As a young junior, learning as I go, I definitely have been through my ups and downs. Spotlight has shown me how to be the horsewoman and rider I am today. Through tough times of having to rehab for almost a full year, I have been able to experience things that I will never be able to thank him enough for.

It is of the utmost importance to be aware of your horses’ limitations. As riders, we must recognize when our horses have reached their limit. This goes for any traditional or non-traditional horse. When our horse feels off, we should respect that and see if there is an issue we could resolve. Your horse doesn’t feel like dancing in the sandbox today? Go out on a hack or go over some poles. Find ways to help them succeed, even if that is an extra day off or an extra-long grooming session. Make sure you take care of your partner because, at the end of the day, they are your teammate.

Be able to show the judges that you care by having a spotless turn out. This shows the judge that you were taking the process seriously.

D4K TEAM Clinic – October 2021

Concentrate on the basics. It sounds extremely boring and not necessary, but think about it. A halt for example is a halt. The walk is a walk. A turn on the haunches is a turn on the haunches.
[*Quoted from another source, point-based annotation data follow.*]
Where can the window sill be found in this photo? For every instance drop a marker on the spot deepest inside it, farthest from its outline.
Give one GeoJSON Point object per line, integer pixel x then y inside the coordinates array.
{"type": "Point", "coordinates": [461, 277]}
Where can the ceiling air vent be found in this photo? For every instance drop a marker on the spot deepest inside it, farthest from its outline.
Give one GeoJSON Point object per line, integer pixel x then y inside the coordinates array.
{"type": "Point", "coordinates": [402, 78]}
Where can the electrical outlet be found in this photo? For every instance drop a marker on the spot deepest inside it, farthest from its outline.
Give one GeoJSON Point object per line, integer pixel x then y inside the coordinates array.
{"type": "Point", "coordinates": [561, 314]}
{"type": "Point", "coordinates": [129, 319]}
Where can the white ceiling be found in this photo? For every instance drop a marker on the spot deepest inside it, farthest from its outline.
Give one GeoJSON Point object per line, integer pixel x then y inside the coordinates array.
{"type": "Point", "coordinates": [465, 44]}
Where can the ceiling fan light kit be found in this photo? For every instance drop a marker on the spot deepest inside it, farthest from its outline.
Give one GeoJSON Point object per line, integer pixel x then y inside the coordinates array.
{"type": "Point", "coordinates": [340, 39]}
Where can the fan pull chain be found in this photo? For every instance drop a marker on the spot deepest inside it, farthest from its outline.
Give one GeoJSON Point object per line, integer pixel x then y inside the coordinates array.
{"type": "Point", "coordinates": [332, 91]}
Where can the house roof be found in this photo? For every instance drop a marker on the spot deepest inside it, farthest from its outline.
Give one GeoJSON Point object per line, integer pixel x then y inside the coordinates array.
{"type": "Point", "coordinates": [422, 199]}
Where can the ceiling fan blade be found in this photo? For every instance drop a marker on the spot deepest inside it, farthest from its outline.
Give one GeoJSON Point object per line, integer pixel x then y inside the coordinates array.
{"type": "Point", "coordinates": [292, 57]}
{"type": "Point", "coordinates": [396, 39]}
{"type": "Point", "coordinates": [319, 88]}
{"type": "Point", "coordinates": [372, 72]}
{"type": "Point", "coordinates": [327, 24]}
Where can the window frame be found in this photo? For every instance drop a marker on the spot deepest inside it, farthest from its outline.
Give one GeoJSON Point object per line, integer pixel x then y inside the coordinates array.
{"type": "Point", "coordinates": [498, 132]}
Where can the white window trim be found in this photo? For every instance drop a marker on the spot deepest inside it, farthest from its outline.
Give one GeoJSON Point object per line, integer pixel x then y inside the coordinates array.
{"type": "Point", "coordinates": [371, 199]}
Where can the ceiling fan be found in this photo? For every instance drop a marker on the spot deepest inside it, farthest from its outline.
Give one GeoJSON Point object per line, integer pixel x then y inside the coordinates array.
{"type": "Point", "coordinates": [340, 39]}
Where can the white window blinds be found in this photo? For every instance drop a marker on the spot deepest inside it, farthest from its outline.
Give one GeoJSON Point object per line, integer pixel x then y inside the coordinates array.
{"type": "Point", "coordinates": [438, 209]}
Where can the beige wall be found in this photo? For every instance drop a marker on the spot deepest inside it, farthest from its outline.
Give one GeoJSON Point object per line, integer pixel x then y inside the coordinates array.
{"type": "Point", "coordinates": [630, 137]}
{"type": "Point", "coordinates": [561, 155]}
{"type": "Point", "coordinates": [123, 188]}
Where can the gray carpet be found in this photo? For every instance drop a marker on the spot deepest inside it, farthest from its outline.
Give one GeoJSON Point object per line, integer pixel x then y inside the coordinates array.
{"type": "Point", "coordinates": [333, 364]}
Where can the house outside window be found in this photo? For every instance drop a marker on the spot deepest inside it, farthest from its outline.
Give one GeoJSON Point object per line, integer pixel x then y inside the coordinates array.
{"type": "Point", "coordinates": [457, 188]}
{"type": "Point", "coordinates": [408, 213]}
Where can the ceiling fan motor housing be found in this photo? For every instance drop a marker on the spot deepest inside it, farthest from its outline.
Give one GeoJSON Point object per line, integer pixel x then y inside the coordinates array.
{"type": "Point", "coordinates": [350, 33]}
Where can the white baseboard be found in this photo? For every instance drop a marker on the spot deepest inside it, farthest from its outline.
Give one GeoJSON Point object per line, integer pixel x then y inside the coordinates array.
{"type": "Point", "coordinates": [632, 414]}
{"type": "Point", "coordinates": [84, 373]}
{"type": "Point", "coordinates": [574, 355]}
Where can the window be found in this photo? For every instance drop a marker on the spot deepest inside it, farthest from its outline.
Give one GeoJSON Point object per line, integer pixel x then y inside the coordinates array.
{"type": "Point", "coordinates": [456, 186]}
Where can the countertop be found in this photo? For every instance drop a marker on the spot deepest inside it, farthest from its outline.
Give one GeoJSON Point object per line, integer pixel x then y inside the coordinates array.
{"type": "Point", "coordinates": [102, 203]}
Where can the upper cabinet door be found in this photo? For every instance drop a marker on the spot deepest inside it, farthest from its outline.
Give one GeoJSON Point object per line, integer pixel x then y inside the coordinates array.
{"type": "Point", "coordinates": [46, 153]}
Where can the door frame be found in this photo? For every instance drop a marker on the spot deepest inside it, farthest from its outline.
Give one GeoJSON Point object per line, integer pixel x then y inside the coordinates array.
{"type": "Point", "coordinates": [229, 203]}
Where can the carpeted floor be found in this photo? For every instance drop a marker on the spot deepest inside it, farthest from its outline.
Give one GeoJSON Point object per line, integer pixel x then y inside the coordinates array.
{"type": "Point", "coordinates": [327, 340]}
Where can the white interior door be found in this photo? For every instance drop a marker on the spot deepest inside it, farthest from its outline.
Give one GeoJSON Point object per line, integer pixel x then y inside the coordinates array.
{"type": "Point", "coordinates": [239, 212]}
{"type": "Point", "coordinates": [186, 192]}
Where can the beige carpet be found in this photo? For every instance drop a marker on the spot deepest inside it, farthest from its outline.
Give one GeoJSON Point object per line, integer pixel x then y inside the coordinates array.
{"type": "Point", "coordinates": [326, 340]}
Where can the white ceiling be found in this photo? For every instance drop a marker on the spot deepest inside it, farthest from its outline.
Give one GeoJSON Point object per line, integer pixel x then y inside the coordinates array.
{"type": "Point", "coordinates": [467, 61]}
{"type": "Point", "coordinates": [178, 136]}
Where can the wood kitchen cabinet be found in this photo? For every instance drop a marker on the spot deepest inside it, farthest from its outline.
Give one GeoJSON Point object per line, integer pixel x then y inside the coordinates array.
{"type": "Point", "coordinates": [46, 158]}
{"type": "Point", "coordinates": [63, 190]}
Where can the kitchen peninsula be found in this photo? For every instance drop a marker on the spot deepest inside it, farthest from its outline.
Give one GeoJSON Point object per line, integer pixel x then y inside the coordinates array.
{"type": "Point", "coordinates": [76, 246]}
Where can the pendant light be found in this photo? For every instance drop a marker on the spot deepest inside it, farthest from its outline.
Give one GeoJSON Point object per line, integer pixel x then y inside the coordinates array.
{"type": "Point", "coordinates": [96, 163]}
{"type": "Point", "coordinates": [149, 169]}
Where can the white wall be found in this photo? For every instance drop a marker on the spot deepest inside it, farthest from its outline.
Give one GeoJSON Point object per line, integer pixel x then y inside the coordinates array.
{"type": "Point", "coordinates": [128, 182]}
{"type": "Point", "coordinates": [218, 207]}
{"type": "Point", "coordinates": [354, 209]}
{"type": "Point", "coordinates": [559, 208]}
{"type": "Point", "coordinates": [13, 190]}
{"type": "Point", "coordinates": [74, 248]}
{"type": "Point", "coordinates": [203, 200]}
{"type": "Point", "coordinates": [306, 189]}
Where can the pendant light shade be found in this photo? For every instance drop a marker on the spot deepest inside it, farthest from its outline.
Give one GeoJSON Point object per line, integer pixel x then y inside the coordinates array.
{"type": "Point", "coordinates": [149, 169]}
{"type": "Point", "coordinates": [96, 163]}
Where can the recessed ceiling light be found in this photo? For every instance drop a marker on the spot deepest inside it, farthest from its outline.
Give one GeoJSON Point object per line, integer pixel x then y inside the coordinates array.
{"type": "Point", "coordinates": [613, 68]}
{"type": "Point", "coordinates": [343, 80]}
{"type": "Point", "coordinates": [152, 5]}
These are just examples of scores on their own that are not influenced by the gaits. Other places to earn good marks, regardless of what kind of horse you have, is straightness, accurate circles, and well-balanced transitions.

It is also important to remember that training doesn’t happen overnight. It can take years to make your horse even show its first real change in lengthening, or a perfect turn on the haunches. The journey can be long and exhausting, but it is very rewarding. With the correct training to help strengthen and supple the horse, their body will slowly develop.

Being able to place in the top 5 at my first ever Regionals. Picture is with my trainer Cara Klothe

As a dressage rider, I often fall into being a perfectionist. I always want things to progress better and better, which of course is not how this sport works all the time. It is hard for me to stop myself, and remember where I have come from. I have achieved so many goals that I never even knew I could have. I have had amazing opportunities of working with multiple Olympians and professionals, as well as participating in the Dressage 4 Kids Summer Intensive Training Program with Olympian Lendon Gray. I have been able to compete at shows that I could have never imagined showing in – including placing in the top 5 at the 2021 Great American/USDF Regional Dressage Championships. I did all of this with the help of an amazing trainer, and an amazing support system. But most of all, I did that with my little Quarter Horse. 

At the end of the day, it’s important to remember that ordinary horses don’t know that they are ordinary! Let’s face it, so few of us will ever be able to shine on the cover of a beautiful magazine or represent our country participating on the Olympic team, so find a horse you love and enjoy the journey it may hold!